La cultura de la derrota (XXXVI): Los señalados

Eric Black, en el banquillo de Vicarage Road | Fotografía: Aston Villa FC

Eric Black, en el banquillo de Vicarage Road | Fotografía: Aston Villa FC

En la 36.ª jornada se vio por fin a un Aston Villa compitiendo a un nivel aceptable para los estándares de la Premier League. Lo hizo con el equipo ya condenado al descenso y después de diez derrotas consecutivas que han mellado el ánimo de todos excepto de una afición incansable que sigue desplazándose en masa para terminar de apurar la estancia en la élite de los villans. En Londres, ante el Watford de Quique Sánchez, el Aston Villa volvió a caer, pero lo hizo después de resistir hasta prácticamente el minuto 90 por delante en el marcador, toda una novedad en para el equipo de Eric Black, que se descompuso nuevamente por culpa de la falta de tensión en los minutos finales y de la expulsión de Cissokho

Black se puede permitir pocos experimentos con las herramientas que tiene, pero desde que tomó el relevo de Rémi Garde para poner punto final a la temporada ha intentado recuperar poco a poco a Grealish; ha dado protagonismo a Lyden, fino centrocampista que el año que viene podría tener mucho protagonismo en Villa Park, y en Londres le dio la alternativa a Kevin Toner. El central debutó como titular en una defensa de tres junto a Clark y Lescott en la que él, con el dorsal 46 a la espalda, ocupó el perfil izquierdo. Al central irlandés no le pesó la camiseta y tuvo un partido con bastantes aciertos, vigilando a Abdi y a Deeney en tareas defensivas y buscando rápidamente a Gana y Cissokho cuando recuperaba el balón. 

El partido de Toner, el gol de Clark a la salida de un córner -asistido por Westwood- y el gol tras jugada elaborada de Ayew fueron los rayos de sol que hicieron venirse arriba a los brummies desplazados hasta la capital de Inglaterra. Se oían sus cánticos por todo el estadio hasta que en el tiempo añadido de la primera mitad Abdi dio vida al Watford y en el de la segunda Deeney volvió a dar la puntilla al club que lo rechazó en sus años de juventud, repitiendo la historia de la primera vuelta. 

Con éste son ya once los partidos que han transcurrido desde la última vez que los villans cantaron victoria, y se espera que muchos jugadores terminen pagando los platos rotos del descenso. Los abucheos personalizados ya empiezan a ser marca de la casa y se volverán a escuchar la próxima semana desde las gradas de Villa Park. Agbonlahor, temporalmente suspendido tras volver a aparecer en los periódicos fumando -en esta ocasión gas de la risa- el mismo día en el que el equipo perdía la categoría, difícilmente volverá a gozar del favor de su afición; igual que Okore -quien pidió no volver a jugar, según palabras del entrenador-, Bacuna -reconoció que quiere volver a Holanda-, Richards o Lescott.

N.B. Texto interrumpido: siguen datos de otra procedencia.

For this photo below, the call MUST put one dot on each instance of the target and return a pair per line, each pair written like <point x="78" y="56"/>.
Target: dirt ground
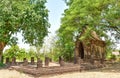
<point x="110" y="71"/>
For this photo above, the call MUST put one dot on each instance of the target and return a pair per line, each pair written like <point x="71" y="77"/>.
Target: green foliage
<point x="2" y="65"/>
<point x="28" y="16"/>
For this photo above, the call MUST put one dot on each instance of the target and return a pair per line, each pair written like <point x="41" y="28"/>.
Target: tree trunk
<point x="2" y="46"/>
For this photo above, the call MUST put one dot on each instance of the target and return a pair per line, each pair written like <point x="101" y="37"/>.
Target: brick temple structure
<point x="90" y="48"/>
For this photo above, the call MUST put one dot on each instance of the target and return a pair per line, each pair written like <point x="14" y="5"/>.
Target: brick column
<point x="39" y="63"/>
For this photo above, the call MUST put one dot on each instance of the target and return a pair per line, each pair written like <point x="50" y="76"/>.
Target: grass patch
<point x="2" y="65"/>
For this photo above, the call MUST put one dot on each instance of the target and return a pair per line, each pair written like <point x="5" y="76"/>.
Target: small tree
<point x="27" y="16"/>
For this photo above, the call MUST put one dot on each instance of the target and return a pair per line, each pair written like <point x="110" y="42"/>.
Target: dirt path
<point x="111" y="71"/>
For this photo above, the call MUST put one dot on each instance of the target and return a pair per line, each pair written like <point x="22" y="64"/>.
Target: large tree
<point x="101" y="16"/>
<point x="30" y="17"/>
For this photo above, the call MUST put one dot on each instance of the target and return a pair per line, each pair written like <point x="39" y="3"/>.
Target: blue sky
<point x="56" y="8"/>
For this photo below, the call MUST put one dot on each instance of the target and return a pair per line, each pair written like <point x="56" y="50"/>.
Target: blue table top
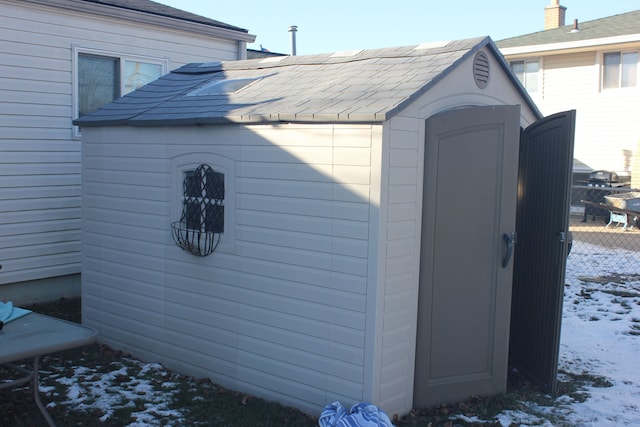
<point x="36" y="334"/>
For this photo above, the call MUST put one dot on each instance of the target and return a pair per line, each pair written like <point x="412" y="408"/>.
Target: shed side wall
<point x="401" y="216"/>
<point x="282" y="313"/>
<point x="39" y="158"/>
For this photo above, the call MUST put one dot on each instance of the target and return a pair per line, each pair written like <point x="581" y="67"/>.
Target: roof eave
<point x="209" y="30"/>
<point x="572" y="46"/>
<point x="517" y="84"/>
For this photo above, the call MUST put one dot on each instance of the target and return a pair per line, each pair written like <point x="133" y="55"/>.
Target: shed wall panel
<point x="39" y="155"/>
<point x="294" y="286"/>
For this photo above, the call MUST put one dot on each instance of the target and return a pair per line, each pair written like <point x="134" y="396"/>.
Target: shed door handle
<point x="510" y="241"/>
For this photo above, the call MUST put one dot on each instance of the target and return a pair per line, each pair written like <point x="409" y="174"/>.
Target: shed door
<point x="542" y="224"/>
<point x="469" y="204"/>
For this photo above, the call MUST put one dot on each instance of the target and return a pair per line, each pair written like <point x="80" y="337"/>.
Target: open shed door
<point x="542" y="225"/>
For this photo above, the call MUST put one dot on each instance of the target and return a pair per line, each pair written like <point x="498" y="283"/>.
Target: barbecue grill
<point x="601" y="184"/>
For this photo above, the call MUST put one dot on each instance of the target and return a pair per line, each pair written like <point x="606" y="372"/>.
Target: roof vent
<point x="223" y="87"/>
<point x="481" y="70"/>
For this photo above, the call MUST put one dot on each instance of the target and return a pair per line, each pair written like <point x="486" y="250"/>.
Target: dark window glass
<point x="203" y="206"/>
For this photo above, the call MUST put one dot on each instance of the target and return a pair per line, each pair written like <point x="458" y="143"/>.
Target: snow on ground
<point x="600" y="338"/>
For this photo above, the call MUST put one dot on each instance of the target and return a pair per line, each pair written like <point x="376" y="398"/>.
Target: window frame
<point x="524" y="62"/>
<point x="620" y="68"/>
<point x="122" y="58"/>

Los dos capitanes, veteranos ya entrados en la treintena, protagonizan polémicas de forma recurrente en las redes sociales, comportamiento que cabría esperarse de jóvenes que aún no están acostumbrados a semejante presión. En el caso de Lescott, toda la profesionalidad que demuestra en el terreno de juego -futbolísticamente lo da todo y su comportamiento es irreprochable- lo echa por tierra fuera de él, con sus inoportunas declaraciones o sus encontronazos públicos con exjugadores del club como Stan Collymore. A pesar de ser natural de Birmingham y haber asegurado por activa y por pasiva que quiere continuar en el Aston Villa, el aficionado ya le ha puesto la cruz y lo acusa de haber llegado para llevarse un buen sueldo y poco más. 

Sólo quedan dos jornadas para que se cierre el telón definitivamente en Villa Park y se diga adiós a la Premier League, y en el entorno de Bodymoor Heath esperan que en estos últimos instantes entre la élite tengan más protagonismo Grealish, Lyden o Toner que Lescott, Bacuna o Agbonlahor. Es el último deseo antes de decir adiós quién sabe por cuánto tiempo.